I did do some work, but I certainly didn't feel as though I was working hard. Although it didn't seem that anyone was working too hard, at least not for more than a few minutes at a time. And often it was only two or three people working hard while the rest of us watched. They are great team players, these Africans. Not in the sense of efficiency or productivity, but rather in the sense that they will do everything together. Or a cynic might say they do lots of nothing together. Lots of sitting and joking, being busy telling stories. But here it is hard work to just breath sometimes. I could spend a morning doing nothing but standing and sitting outside and still after lunch I would collapse on my bed and sleep for two hours, waking with the same feeling I have after spending too long in a sauna. If I worked too hard here I would die from heat stroke. I'm usually no good at taking naps, but everyday I could have fallen asleep in the dirt... tilled myself an Anna-sized hole and hoped the insecticide man didn't come by and mistake me for a large bug. As it was I came home smelling so bad my roommates wouldn't allow me to unpack my bag in our cabin; I was sent straight to the laundry room.

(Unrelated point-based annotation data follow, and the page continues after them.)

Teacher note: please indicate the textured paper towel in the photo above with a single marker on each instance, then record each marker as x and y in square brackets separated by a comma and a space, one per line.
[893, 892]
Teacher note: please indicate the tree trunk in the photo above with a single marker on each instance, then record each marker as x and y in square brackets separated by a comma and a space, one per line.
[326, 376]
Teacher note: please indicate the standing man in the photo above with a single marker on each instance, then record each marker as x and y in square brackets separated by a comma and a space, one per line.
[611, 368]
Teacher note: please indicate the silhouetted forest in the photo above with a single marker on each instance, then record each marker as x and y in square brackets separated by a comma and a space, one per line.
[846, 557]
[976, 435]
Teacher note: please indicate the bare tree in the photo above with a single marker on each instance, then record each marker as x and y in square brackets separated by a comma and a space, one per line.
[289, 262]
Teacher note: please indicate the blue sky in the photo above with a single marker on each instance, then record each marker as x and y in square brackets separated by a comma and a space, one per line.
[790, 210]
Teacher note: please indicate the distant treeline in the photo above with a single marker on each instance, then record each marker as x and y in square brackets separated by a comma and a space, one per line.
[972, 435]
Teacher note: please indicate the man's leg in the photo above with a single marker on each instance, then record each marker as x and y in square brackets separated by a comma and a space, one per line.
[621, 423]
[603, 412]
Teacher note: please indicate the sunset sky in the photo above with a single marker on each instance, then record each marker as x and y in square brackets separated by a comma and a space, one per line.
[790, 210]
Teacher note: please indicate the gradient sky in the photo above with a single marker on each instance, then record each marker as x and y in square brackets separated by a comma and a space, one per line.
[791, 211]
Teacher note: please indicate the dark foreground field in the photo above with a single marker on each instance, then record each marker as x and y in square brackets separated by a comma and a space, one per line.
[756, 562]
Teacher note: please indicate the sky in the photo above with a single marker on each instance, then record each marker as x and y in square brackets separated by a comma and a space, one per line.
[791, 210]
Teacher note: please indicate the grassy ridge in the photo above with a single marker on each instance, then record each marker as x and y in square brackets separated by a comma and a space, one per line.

So I went to the laundry room to wash away the scent of old onions and garlic, of red sand and brown chicken-manure soil, of rainstorms and five days sweating in the sun, the stains of African food eaten with my fingers and juicy mangoes that dribbled down my arms. Me and my things were pungent with the smells of a small farm in Africa. I hadn't noticed until then. But I was not eager to wash them away. Is it strange that I would be jealous of the men I left behind on the farm? I wanted to be back there in my smelly clothes sitting on the porch in the welcome dark, drinking tea with powdered milk and listening to the chatter of the farmers and of the crickets, and maybe standing and walking out under the stars to where the crickets are louder than the men and there is a slight breeze, and I'd sit there in the dirt, with my head back, looking for the big dipper which, I discovered, hangs upside-down in the sky here.

Apostle Paul tells us that we can plant seeds and we can water them, but only God can make them grow. He wasn't speaking of plants, he was speaking of people. All the same -did you see how high that corn is? Tip your head up to see the top of it and tilt your ear to hear the buzzing of the bees way up there. There are so many things I miss about the farm. Being in Africa and surrounded by Africans for one -in particular an Africa that is green and lush and not a polluted port city. I loved the smell of the breeze that came after a rainstorm, and how it felt to hold a ball of dirt that held a living, breathing plant.

Jean Claude said he will bring me some tomatoes when they are ripe. I can't wait to smell them. I will hold them in my hands like precious pearls and say, "Thank you Jean Claude; isn't God good." And he will say, "Yes, Anna, God is so good."